Hirata Y, Emori T, Ohta K, Shichiri M, Marumo F
Second Department of Internal Medicine, Tokyo Medical and Dental University, Japan.
Eur J Pharmacol. 1989 May 30;164(3):603-6. doi: 10.1016/0014-2999(89)90273-2.

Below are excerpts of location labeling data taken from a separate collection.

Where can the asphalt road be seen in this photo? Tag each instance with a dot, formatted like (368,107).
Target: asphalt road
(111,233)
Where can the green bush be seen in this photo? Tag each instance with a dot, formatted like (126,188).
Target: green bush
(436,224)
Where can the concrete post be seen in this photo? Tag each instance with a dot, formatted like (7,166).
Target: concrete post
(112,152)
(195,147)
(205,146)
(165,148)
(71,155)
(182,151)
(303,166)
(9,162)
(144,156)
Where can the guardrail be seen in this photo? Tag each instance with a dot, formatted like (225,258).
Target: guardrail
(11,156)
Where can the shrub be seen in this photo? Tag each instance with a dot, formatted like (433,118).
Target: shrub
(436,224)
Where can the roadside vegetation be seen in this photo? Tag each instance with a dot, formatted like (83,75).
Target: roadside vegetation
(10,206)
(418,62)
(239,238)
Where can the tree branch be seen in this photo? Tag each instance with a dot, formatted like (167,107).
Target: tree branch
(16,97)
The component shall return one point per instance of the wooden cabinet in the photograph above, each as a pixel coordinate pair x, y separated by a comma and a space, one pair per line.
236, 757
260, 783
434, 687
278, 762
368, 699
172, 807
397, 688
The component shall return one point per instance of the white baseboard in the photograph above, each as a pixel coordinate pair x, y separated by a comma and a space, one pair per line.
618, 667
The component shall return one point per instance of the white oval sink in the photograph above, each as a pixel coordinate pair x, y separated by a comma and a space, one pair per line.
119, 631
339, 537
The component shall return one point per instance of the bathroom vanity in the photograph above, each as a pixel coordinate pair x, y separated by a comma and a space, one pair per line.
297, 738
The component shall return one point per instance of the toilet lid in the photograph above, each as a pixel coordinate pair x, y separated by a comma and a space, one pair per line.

Long-term (24 h) pretreatment of cultured rat vascular smooth muscle cells with 100 nM angiotensin and 1 microM vasopressin induced a marked reduction of the maximal binding capacity of atrial natriuretic peptide (ANP) receptors in a fashion similar to that induced by phorbol ester. The down-regulation of the receptors induced by vasoconstrictors and phorbol ester was concomitantly associated with an attenuation of ANP-stimulated cGMP accumulation. These data suggest that vasoconstrictor-induced activation of protein kinase C is involved in the mechanism of heterologous down-regulation of vascular ANP receptors.
用100纳摩尔血管紧张素和1微摩尔血管加压素对培养的大鼠血管平滑肌细胞进行长期(24小时)预处理,可导致心房利钠肽(ANP)受体的最大结合能力显著降低,其方式类似于佛波酯所诱导的情况。血管收缩剂和佛波酯所诱导的受体下调与ANP刺激的环磷酸鸟苷(cGMP)积累减弱同时发生。这些数据表明,血管收缩剂诱导的蛋白激酶C激活参与了血管ANP受体异源下调的机制。